Poets&Quants’ currently ranks Georgia Tech’s Scheller School, which has just 71 full-time MBA students in its first-year class, as the 40th best MBA program in the U.S. The school’s highest ranking comes from BusinessWeek which last year placed Scheller 23rd among the best U.S. business schools.


  • AugustineThomas

    What, they don’t celebrate your sin there and you can’t stand it?

  • AugustineThomas

    Homosexuality is a perversion and it’s a scientific fact that it’s an unhealthy lifestyle. This country continues to decline the more it embraces depravity. It’s insane how much homosexual fascists have taken over every facet of life, including MBA programs.

  • Paul

    Great…let’s all take advice from some guy who doesn’t take offense at people taking issue with him being openly gay. I understand that not everyone in the world respects gay people. That is a fact. But the fact is that he has no pride in who he is if someone taking issue with him being gay does not cause offense. It should cause offense. I don’t plan on taking advice from someone who can’t respect himself.
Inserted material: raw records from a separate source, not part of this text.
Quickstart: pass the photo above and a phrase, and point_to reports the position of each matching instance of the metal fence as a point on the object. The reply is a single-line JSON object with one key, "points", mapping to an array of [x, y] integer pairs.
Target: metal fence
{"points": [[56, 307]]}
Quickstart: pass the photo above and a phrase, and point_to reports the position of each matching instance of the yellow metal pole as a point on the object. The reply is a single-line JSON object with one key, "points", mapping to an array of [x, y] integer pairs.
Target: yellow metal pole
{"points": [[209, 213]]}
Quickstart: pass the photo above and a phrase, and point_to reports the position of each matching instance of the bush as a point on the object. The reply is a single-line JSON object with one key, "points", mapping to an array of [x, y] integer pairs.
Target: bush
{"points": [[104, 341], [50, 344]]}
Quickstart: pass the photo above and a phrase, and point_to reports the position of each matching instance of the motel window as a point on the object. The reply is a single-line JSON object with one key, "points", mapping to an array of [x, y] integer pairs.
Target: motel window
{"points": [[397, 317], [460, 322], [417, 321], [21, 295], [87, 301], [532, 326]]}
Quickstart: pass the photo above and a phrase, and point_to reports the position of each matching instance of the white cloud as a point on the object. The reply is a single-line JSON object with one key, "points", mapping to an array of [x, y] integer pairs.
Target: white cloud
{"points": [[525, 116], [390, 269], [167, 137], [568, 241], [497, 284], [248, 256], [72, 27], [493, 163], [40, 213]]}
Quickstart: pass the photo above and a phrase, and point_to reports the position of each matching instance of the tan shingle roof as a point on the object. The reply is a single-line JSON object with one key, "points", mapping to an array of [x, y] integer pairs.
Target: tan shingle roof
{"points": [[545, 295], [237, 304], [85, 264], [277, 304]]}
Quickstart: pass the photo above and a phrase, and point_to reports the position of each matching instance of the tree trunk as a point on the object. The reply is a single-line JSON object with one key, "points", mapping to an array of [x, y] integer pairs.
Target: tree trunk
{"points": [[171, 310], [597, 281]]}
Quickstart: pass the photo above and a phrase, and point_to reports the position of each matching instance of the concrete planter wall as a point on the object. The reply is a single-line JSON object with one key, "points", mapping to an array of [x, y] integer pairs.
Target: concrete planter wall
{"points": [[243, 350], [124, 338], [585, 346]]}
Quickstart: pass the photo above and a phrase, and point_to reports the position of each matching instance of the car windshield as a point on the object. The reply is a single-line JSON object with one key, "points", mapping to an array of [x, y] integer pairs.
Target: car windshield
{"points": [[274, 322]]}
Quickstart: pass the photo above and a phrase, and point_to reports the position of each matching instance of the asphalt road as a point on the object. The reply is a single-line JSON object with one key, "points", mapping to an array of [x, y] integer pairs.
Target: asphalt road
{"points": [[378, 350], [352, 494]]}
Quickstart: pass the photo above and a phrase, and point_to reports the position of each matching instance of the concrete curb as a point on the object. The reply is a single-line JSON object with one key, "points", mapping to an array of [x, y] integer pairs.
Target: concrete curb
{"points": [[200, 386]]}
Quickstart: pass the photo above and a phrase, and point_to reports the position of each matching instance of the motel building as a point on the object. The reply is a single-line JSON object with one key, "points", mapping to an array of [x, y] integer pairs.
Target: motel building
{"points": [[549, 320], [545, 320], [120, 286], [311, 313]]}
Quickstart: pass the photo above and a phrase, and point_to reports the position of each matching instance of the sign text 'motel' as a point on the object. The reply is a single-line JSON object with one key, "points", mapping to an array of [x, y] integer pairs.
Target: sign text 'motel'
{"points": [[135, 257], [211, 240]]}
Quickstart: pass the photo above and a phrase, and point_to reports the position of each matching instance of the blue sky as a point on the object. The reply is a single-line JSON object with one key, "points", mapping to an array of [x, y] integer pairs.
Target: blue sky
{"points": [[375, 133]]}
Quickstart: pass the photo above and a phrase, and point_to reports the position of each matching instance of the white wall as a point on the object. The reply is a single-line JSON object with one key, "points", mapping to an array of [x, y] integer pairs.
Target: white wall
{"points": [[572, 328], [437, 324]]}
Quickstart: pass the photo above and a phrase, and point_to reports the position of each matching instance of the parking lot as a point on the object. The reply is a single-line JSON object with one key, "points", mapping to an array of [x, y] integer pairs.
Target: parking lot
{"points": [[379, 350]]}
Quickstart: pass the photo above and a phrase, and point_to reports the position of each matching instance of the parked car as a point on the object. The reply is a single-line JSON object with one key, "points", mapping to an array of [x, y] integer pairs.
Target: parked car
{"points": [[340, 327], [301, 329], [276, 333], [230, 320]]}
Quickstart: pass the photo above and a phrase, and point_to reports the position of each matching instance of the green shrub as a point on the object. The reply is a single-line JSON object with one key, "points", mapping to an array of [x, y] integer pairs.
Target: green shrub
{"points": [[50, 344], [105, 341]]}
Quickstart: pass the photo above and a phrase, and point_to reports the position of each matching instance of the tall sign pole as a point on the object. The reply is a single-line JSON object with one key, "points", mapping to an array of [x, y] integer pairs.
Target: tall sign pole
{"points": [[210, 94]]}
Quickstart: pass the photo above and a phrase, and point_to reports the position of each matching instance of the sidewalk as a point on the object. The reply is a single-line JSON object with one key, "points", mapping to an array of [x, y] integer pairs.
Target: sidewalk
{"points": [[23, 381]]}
    His “not a good fit” line is just trying to sweep discrimination under the rug. Bravo for your courage and convictions.

  • Anon

    Gay MBAs should not go to Georgetown – that place is AWFUL to be gay.

  • As I straight man, I certainly hope I am not a breeder. There’s no cure for kids!

  • Windowless

    Why is it always about SEX with you breeders? Being gay is not about who you have SEX with but who you LOVE. And unless you are one who thinks it’s completely inappropriate to ever speak at work of one’s husband, wife, boyfriend or girlfriend, or make any other reference to the person with which you share your life with, you’re being ridiculously hypocritical.

  • Scott Sunshine


    I think that who you sleep with, straight or anything else in NO Ones business. It is a shame that black, jewish, gay, latino or any other label other than talented should play at all.
    Chef Scott, NB’75

  • Disappointed Reader

    Wow, it would have been hard to misconstrue his words in your headline choice any more.

    But congrats to you for the pageviews it’ll no doubt generate. Unfortunately they’re likely to be one-offs of people showing up and correcting you rather than enjoying good content and becoming recurring visitors.

  • Carolyn B

    The original article advised not coming out during an interview, not on the job. Misleading headline.

  • AIG_Quant

    It’s Georgia what do you expect.

  • JP Smith

    Huh? Shouldn’t the headline be more accurate if it said… Dean: Gay MBAs SHOULD Come Out to Employers… headline completely goes against the article.